Belvédère
Cette drôle d'échauguette, avec sa hotte de fil de fer, son auvent de palettes et sa balustrade de tuyauterie, c'est le belvédère de la Villa Déchets - vous savez bien, ce bidonville militant, ce pavillon entièrement, exclusivement, obstinément bâti de déchets récupérés. On en a beaucoup parlé, souvenez-vous, avant, bien sûr, de passer à autre chose.
Et maintenant, deux petites fables.
La première, je l'ai appelée "ectoplasmes", vous allez voir pourquoi.
Ectoplasmes
Il y a, quelque part dans le Pacifique, dans une de ces zones de calme plat que fuient tous les navires, une île étrange, une île flottante, une île entièrement constituée de déchets de plastique ; bouteilles vides, chaussures de plage, sacs de courses, jouets d'enfants, accumulés par les courants, venus de tous les bateaux des mers, de tous les rivages de l'océan, de toutes les rivières de la terre, ils gisent là, flottants, errants, à demi décomposés mais se refusant à mourir.
Ce sont les ectoplasmes de l'abondance factice de nos supermarchés, l'ombre molle des frais cocas-colas que nous avons bus au soleil, le nadir de nos heures exaltées de shopping, le squelette des barbies roses et blondes de notre enfance.
Ils vont à la dérive, loin de nous, et nous croyons pouvoir les oublier - si peu les ont vus. Mais chaque année, l'île grandit un peu, beaucoup, calmement, silencieusement ; aujourd'hui elle est grande comme la France, demain elle sera vaste comme l'Allemagne, après-demain immense comme l'Europe. Puis elle absorbera du monde ce qu'il en restera d'apeuré, d'épuisé. Les fantômes grandissent ainsi dans leurs coins d'ombre, calmement, silencieusement, immensément, inexorablement, jusqu'à étouffer les vivants.
La seconde fable s'intitule "le dernier baiji". Et la voici.
Le dernier baiji vient de mourir. Heurté par un cargo, empoisonné au plomb ou au mercure par l’eau dont il avait été le dieu. Son corps s’est débattu une dernière fois dans le soleil, de sa large queue il a frappé le fleuve, puis s’est abandonné. Il s'est échoué dans un bouquet de roseaux englués de pétrole, ou contre un amas de bidons gras; les mouettes ont entamé son ventre blanc et rongé ses entraille ; les pies ont becqueté les lambeaux pourrissants ; les fourmis ont nettoyé sa carcasse. Puis il s'est enfoncé dans la boue noire de la rive.

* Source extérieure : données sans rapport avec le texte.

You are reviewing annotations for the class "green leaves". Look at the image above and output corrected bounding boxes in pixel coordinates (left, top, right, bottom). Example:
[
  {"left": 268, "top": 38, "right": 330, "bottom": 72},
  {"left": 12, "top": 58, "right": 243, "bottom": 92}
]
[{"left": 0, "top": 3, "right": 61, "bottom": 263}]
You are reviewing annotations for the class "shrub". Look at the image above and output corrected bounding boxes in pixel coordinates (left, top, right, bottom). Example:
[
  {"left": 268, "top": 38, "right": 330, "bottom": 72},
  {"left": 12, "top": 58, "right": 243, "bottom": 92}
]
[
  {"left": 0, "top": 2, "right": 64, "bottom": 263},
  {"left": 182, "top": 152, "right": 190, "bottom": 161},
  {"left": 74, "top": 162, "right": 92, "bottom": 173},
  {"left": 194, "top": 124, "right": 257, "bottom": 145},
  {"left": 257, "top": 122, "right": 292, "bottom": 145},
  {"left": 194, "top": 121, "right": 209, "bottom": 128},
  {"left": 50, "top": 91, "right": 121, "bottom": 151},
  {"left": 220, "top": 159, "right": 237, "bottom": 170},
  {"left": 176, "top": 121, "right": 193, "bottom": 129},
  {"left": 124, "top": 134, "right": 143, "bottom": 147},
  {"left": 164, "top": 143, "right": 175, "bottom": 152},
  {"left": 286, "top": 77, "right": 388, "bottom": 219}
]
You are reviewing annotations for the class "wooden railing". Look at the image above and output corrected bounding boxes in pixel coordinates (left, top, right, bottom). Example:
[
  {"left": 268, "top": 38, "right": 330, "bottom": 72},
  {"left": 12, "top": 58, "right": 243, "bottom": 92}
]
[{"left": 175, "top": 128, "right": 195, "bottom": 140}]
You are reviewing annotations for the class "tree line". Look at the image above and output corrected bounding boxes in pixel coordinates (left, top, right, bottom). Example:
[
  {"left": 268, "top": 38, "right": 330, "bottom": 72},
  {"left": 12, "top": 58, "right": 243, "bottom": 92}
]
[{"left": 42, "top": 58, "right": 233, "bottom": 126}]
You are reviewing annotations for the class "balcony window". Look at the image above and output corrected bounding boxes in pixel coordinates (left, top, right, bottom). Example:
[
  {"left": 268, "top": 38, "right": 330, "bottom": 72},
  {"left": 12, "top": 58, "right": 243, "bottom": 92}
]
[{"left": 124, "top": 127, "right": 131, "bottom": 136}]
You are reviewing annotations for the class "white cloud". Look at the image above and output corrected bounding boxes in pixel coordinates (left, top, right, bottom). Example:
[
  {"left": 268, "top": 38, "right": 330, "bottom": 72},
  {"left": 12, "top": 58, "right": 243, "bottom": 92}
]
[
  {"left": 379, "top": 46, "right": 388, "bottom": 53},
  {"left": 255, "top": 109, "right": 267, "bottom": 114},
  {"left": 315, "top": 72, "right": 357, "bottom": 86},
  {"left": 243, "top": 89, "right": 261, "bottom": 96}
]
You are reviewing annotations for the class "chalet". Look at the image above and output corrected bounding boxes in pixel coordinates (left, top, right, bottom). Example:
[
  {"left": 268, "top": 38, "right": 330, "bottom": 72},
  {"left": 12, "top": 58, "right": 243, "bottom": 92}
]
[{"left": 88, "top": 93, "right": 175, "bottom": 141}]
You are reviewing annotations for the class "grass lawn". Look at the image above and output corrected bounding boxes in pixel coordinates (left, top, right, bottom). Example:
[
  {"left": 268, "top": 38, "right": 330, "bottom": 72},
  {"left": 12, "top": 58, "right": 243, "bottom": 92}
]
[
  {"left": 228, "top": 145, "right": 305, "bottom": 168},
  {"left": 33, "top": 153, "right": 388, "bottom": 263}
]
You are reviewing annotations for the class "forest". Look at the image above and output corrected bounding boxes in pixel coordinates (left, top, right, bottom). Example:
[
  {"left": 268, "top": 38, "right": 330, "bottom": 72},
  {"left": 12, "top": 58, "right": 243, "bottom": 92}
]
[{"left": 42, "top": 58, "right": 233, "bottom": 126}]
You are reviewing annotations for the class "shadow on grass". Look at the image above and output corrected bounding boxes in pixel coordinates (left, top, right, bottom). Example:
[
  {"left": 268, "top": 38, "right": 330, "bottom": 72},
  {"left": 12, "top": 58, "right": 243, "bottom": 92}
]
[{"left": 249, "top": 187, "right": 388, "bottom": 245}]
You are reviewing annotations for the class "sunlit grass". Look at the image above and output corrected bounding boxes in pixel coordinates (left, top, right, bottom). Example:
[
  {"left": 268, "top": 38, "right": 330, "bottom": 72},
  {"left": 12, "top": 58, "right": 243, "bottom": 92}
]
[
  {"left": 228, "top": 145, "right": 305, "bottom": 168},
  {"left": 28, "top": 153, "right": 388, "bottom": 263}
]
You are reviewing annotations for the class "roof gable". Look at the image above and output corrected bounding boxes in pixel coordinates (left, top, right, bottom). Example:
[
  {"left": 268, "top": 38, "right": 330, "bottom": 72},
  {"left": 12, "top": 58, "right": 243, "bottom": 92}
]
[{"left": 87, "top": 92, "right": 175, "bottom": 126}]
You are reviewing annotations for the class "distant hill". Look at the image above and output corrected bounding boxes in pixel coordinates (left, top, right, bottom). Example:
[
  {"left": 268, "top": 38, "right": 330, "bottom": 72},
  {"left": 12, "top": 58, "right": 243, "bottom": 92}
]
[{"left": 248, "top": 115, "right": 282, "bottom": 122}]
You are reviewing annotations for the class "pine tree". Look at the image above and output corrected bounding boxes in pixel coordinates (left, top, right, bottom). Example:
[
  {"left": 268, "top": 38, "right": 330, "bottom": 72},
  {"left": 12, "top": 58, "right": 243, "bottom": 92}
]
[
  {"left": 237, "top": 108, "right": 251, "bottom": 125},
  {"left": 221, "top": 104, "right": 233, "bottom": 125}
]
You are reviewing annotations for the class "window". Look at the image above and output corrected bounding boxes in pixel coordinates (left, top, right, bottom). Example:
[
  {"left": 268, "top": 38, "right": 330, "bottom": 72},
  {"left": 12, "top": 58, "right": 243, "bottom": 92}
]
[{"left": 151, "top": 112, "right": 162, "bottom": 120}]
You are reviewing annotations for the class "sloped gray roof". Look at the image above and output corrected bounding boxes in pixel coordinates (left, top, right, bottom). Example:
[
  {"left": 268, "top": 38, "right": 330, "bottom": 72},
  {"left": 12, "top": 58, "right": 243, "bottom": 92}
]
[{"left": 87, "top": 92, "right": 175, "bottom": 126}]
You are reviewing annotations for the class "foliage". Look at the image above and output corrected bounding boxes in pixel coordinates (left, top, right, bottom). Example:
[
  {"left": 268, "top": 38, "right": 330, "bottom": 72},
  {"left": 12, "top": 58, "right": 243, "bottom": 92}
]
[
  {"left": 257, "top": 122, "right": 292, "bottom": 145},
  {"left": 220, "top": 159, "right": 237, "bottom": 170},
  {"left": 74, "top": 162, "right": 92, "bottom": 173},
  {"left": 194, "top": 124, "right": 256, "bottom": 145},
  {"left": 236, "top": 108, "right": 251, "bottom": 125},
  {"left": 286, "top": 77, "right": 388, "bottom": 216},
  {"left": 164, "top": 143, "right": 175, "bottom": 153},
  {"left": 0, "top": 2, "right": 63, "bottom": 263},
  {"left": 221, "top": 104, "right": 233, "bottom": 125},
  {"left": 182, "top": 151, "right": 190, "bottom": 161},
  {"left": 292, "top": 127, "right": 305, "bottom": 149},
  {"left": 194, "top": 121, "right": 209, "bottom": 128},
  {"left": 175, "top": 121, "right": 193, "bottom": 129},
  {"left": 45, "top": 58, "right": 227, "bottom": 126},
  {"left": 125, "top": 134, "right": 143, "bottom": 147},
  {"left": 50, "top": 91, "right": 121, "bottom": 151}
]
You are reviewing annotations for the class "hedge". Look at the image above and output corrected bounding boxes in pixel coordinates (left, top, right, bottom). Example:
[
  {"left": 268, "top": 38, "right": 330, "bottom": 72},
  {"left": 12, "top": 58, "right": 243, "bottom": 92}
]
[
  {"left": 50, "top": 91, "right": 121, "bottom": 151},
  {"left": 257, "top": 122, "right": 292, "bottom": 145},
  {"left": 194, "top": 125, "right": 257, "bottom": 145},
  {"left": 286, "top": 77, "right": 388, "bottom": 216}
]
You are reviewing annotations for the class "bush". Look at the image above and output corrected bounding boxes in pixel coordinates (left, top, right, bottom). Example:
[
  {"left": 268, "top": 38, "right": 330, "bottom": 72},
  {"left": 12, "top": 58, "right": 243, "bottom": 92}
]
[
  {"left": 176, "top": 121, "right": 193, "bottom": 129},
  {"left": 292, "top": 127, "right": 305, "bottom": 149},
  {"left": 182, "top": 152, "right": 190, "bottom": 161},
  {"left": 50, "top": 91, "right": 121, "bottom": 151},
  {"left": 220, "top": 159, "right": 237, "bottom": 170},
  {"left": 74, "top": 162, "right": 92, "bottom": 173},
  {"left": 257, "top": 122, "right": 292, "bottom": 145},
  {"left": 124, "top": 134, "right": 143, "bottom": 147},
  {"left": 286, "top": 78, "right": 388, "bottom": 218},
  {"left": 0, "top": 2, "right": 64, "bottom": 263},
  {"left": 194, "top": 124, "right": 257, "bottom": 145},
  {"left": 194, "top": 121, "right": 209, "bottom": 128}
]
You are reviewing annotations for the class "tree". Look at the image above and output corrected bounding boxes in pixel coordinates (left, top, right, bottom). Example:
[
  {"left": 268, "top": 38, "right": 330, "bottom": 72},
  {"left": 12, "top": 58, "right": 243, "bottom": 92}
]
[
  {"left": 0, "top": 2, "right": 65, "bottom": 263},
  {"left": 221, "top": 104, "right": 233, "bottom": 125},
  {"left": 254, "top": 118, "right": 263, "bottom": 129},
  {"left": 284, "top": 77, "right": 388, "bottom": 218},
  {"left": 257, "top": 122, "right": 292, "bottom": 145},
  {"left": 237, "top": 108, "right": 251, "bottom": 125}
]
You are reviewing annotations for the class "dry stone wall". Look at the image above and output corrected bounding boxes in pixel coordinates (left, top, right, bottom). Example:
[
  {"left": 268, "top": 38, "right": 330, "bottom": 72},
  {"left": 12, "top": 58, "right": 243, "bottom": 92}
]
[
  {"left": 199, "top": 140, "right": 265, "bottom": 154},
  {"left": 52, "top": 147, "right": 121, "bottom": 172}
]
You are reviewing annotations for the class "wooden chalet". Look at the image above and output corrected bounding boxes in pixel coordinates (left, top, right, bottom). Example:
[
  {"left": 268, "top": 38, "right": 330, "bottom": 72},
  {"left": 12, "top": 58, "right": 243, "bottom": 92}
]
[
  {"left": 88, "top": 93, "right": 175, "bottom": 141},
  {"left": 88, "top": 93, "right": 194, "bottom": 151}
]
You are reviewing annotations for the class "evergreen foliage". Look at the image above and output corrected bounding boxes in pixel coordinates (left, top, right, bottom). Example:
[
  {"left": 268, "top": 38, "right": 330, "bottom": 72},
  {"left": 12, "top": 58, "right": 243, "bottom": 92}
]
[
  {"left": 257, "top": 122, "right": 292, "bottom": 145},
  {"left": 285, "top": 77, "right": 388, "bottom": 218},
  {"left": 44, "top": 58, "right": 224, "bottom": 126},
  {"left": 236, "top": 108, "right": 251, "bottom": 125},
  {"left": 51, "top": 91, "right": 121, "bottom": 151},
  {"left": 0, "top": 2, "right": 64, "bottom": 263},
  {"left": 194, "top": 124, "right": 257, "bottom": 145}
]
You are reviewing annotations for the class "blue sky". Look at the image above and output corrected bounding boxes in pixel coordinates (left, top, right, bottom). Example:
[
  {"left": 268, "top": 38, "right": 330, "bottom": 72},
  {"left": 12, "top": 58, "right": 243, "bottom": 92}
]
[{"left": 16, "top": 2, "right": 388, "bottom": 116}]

Le baiji était un dauphin de rivière qui vivait en Chine, dans le grand fleuve Yangzi dont il avait été le seigneur depuis la naissance du monde. Il était si beau, si délicat, qu’on affirmait qu’il avait été jadis une princesse, noyée par un père tyrannique. Il portait bonheur aux pêcheurs, son chant inspirait les poètes qui parfois naviguaient sur son dos, et les jeunes filles l’imploraient lorsqu’elles étaient amoureuses.
Mais il y a beau temps qu’il n’y a plus dans les fleuves ni dieux, ni nymphes, ni princesses, ni poètes. Le seul seigneur qui subsiste en ce monde, c’est l’homme, avec ses moteurs, ses usines, ses déchets, sa passion du gain, et son génie de l’invention qui l’a si brillamment emporté sur l'harmonie de la Création. Aussi le baiji a-t-il disparu, comme ont disparu avant lui tant de milliers d’espèces.
Dans le jardin d’Eden le vieux peintre oublié, supplanté par son jeune rival, efface chaque jour une de ses oeuvres. Et il soupire, pathétique et risible, comme font les vieillards dont plus personne ne se préoccupe, quand ils repensent au monde d’avant.
-Pourquoi, demandez-vous, pourquoi ces fables ?
-Pour pas grand chose. Juste pour vous expliquer que je le trouve beau, ce belvédère de récupération, ce baldaquin sans grâce, avec sa hotte de fil de fer, son auvent de palettes et sa balustrade de tuyauterie, et puis, surtout, sa patience de gardien du phare, son air de nous dire qu'on pourrait bien, et sa façon de regarder au loin malgré tout, même s'il ne peut pas se dresser bien haut dans son petit coin de la Bottière, sous la voie du tramway.